What Percentage of Users Join A Mailing List Or Contribute? / Random Statistical Thoughts
A while back I posted about The Drake Equation and trying to figure out the number of Open Source users for arbitrary applications out there. Even with popularity-contest apps in play (see Debian), it’s rather impossible to get hard numbers when not all users opt-in, and the reasons for opting-in or out vary depending on the type of user, with different applications being more geared for certain types of users, and applications being used on different distributions. Even tracking download sources (git, yum, http, mirrors) for all of Fedora, EPEL, and CentOS won’t bring us those kind of numbers as a proprietary app can normally get by just asking your sales guy how many copies something sold. I thought EKG would help, but honestly even if we do gather all that data, it won’t tell us the answer to that question. Adding application-specific phone-home opt-in definitely won’t help. When someone asks me how many people are using foo, I just have to answer “I don’t know”.
Rather than trying to find that out by sifting through data, what about a straw poll to challenge some assumptions?
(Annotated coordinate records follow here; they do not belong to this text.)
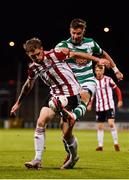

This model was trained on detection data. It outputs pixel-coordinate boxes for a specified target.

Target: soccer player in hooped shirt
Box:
[10,37,108,169]
[87,65,123,151]
[56,18,123,109]
[55,18,123,159]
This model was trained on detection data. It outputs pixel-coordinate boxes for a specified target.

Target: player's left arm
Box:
[103,50,123,81]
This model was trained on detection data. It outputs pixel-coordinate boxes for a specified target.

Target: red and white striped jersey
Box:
[96,75,117,111]
[28,50,81,96]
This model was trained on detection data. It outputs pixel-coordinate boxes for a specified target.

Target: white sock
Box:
[34,127,45,160]
[97,130,104,147]
[110,128,118,144]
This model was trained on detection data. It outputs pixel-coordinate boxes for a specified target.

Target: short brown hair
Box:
[70,18,86,29]
[23,37,42,53]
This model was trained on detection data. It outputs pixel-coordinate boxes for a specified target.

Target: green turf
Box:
[0,129,129,179]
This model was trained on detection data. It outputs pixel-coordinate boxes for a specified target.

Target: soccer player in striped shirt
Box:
[10,37,108,169]
[87,65,123,151]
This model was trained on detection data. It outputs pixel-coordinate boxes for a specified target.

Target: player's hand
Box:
[98,58,110,67]
[115,71,123,81]
[87,104,92,111]
[117,101,123,108]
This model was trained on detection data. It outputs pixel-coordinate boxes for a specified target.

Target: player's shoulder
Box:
[56,39,69,47]
[83,37,94,43]
[104,75,113,80]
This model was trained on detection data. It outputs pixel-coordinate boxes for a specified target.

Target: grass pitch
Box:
[0,129,129,179]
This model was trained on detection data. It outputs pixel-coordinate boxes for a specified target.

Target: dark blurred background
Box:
[0,0,129,128]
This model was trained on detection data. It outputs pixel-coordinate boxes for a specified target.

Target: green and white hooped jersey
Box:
[56,38,102,93]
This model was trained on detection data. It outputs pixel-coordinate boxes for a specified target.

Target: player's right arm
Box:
[10,79,35,116]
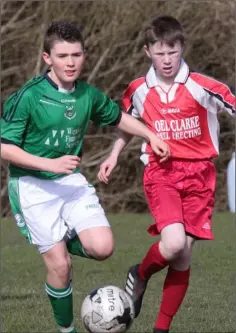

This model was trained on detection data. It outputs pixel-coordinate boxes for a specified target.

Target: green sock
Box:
[45,283,76,333]
[66,236,93,259]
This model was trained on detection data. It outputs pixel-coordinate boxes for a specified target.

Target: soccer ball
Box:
[81,285,134,333]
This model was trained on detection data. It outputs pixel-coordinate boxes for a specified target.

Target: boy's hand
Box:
[150,135,170,162]
[47,155,80,175]
[97,156,117,184]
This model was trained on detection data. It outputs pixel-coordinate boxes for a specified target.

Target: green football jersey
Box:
[1,74,121,179]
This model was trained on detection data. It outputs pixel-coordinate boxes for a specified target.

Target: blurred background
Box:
[1,0,235,216]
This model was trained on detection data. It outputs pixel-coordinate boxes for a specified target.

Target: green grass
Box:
[1,213,236,333]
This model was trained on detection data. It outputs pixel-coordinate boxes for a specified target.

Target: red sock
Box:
[155,267,190,329]
[139,242,169,280]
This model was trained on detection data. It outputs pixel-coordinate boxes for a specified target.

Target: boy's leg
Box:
[62,174,114,260]
[125,167,186,317]
[9,177,78,333]
[154,236,194,333]
[125,223,186,317]
[39,241,76,333]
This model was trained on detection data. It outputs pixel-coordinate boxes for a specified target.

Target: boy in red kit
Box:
[98,16,235,333]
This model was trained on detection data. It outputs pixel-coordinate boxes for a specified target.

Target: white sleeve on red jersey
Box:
[190,73,235,116]
[122,77,144,118]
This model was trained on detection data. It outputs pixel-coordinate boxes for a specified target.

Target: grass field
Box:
[1,213,236,333]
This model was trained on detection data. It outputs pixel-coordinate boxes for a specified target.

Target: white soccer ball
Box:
[81,286,134,333]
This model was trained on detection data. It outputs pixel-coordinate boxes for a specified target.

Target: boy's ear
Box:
[42,52,52,66]
[143,45,151,58]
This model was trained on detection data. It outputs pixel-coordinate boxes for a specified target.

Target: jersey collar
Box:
[43,71,75,94]
[146,59,189,88]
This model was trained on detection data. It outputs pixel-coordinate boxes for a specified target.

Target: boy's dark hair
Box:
[44,21,84,54]
[144,15,185,47]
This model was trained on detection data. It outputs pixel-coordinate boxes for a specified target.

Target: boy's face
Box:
[144,41,183,81]
[43,41,85,89]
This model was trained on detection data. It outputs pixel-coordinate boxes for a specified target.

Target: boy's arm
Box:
[1,143,80,174]
[1,93,79,174]
[98,130,133,184]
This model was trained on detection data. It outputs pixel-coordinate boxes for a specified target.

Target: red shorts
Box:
[143,160,216,239]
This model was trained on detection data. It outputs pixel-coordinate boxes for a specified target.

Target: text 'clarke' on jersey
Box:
[123,60,235,164]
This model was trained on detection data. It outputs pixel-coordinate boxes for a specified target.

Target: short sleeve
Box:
[1,93,31,146]
[91,87,121,127]
[122,86,140,118]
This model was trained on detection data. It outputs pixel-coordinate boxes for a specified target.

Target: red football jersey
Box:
[122,60,235,164]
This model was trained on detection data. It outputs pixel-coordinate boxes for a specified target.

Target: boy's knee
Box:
[161,236,186,260]
[85,239,114,261]
[48,255,71,278]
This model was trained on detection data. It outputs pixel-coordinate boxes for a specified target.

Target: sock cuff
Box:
[45,283,72,298]
[155,242,169,267]
[167,266,190,284]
Do folks really think that 1/100 people contribute, or depending on application domain, may that range wildly from anywhere between 1/10 and 1/1000 ?
What about people who join mailing lists or file bugs — what percentage of users do you think file bugs? (Exemption given for mythical bug-free projects)
How does that vary by application domain? How is a Firefox or GNOME user different in engagement ratios from the user of a systems management application?
I’ve heard the “1 in 100″ figure thrown around a lot, but I haven’t really seen any hard evidence that the code contributor ratio is really 1 in 100. I do agree it’s /close/ to that range, but it would be interesting to know how that varies by different application domains and the degree of openness in which apps are run and whether contributions are actively asked for. If it’s 1/100 that is not bad, necessarily, it may mean that you get more users
(Now just in case Matt Asay decides to misquote me again, I’m not talking here about proving that contributions are small. What I’m doing here is trying to reverse engineer the size of the userbase from the data we have available, to show that usage of OSS projects is astronomically large. I have the github graphs for various projects to show that contributions are often large, data that he should definitely be looking at — but the user end of the equation is the area where we /don’t/ have those statistics — and those are things that EKG can’t track because the data is simply not there…)
This brings up another point in which I think it would be worth trying to apply some analysis to Fedora’s download numbers, and what we can possibly gather from other distributions that is verifyable, and whether we can discern any trends there. Not that we’ll find anything, I just wonder what more analysis can be done.
Other silly relations that might be interesting — project language vs contributor involvement. code size vs contributor involvement. manpage size versus mailing list size.
Probably a lot of that would not yield good data, but some might, and could help us understand our field more.
Perhaps we could start a field called Software Forensics
What to drill down and try to see how valid the 1/100 assumption is?
The first thing that needs to be done is to look statistically across a number of different opt-in metrics for a number of projects of varying sizes and see if the ratio of those metrics show consistent relationships as a function of project size. For however you want to define size…as long as you consistently apply that definition.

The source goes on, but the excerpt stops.